Unzip this file and place it in the ros_ws folder. You should have the following directory structure:
├── main
│  ├── scenario_empty_activation_rules
│  ├── scenario_empty_full_rules
│  ├── scenario_F1+S1_activation_rules
│  ├── scenario_F1+S1_full_rules
│  ├── scenario_image_degradation_activation_rules
│  ├── scenario_image_degradation_full_rules
│  ├── scenario_message_drop_activation_rules
│  └── scenario_message_drop_full_rules
└── wo_dep_logs
├── scenario_image_degradation_full_rules
└── scenario_message_drop_full_rules
Now you can run the eval scripts to get the results in our paper. For Table 1, this script calculates the results. For Table 2, this script calculates the results. For Table 3, this script calculates the results.
There is a devcontainer file, i.e. you can just open VSCode in the root of this repository and reopen VSCode in the devcontainer. This should do the rest.
In case you want to visualize the Behaviour Tree that will be run, install Groot2 whereever you like. Live visualization is only available in the Pro Version of Groot2 anyway, so we don't bother with that.

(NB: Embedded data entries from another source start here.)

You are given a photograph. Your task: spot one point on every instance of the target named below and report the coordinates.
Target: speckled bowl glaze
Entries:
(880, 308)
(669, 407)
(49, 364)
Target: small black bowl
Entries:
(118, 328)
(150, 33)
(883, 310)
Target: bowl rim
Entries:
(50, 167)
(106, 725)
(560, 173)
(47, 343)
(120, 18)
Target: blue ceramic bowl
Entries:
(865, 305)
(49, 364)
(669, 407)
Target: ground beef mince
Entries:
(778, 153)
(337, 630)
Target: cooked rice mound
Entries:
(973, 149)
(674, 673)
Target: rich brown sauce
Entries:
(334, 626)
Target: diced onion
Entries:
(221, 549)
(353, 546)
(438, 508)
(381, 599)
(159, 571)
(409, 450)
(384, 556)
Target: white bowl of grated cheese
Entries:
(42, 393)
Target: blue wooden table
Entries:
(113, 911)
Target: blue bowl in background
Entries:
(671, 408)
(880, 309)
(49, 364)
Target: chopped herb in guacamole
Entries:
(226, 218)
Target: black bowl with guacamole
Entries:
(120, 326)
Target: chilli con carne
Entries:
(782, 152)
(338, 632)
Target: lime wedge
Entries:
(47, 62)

Everything important is in the ros_ws. Here you find the following packages:
- bt_mape_k
- engel_interfaces
- managed_subsystem
- python_base_class
This package contains the implementation of the Behaviour Tree. The bt_exectutor is responsible for building the BT and executing it. The implementation of the nodes is in the include directory and in the according src files.
All BTs we develop in this paper can be stored in the bts directory.
This package contains all custom interfaces that we need in order to implement the MAPE-K loop.
If you want to describe a rule in the Behaviour Tree and do not want to condition to be triggered everytime but only on change, you can use the newly created ScriptCodeWithMemory node. You can use it exactly same as the "normal" ScriptCondition implemented in BehaviourTreeCPP. It is just extended with a memory, i.e. it remembers if it was already true/false in the last tick and therefore only gets triggered on change.
This package contains the full managed subsystem.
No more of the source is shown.